Turns out, it wasn’t a bad event at all. Teams treated it like they would Daytona and Talladega, but with more input from the driver, and maybe more maneuvering.
For 2019, a similar package is being utilized with a longer splitter edge, and a taller spoiler. The spoiler is so tall, the last inch is actually clear so that drivers can see over the decklid with the mirror.
The addition of a tapered spacer means less horsepower, and at least for this race there’s no openings for the ductwork on the front end for the brakes, to help with downforce. This package is almost a return to a similar design back in 2014, but with less power however more driver input.
Atlanta is a great track to use this package at first because the track is big, it’s known for high speeds, but also the track is extremely old. This place has not been repaved since it went to the current 1.54-mile configuration in 1997. The asphalt is aged, worn in, and tears up tires like Darlington used to do back in the day.
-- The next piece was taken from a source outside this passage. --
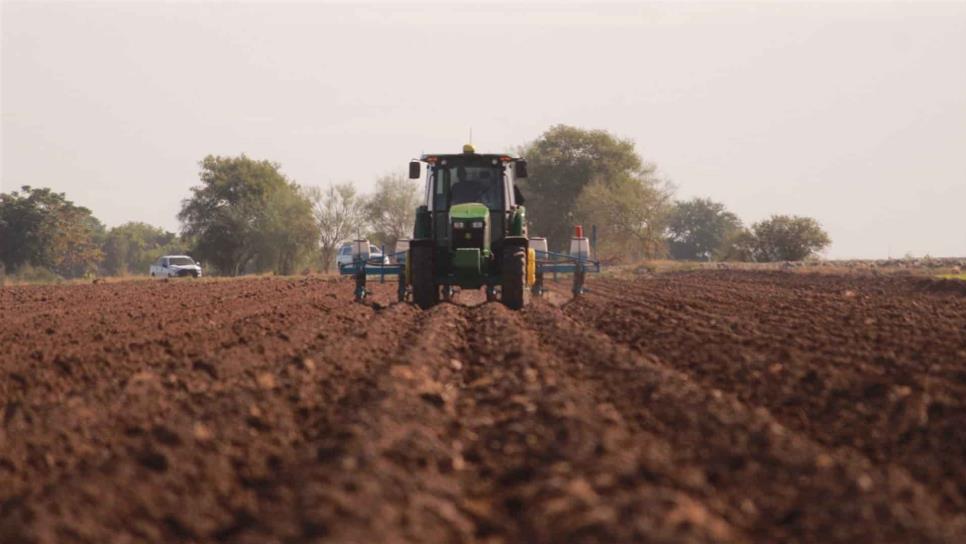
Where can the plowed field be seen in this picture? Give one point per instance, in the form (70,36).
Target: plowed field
(716,406)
If there’s ever a track that the driver is going to have his hands full with this new package, this will be it. Trying to get a handle on the new rules on a track that is slick, fast, and uneasy in some areas will be the ultimate test. It won’t be until next weekend when the full rules package will be rolled out with the duct openings in the nose, so this is sort of a prelude to what’s coming.
All of us have to reserve judgment on how the package works because this is the first time seeing what it will do. No one judges a dish before they try it, nor a vehicle without test driving, so there’s no reason to pass a judgment on new rules that are untested.
Guess we will find out how it works at the end of Atlanta. Let’s get that green flag in the air.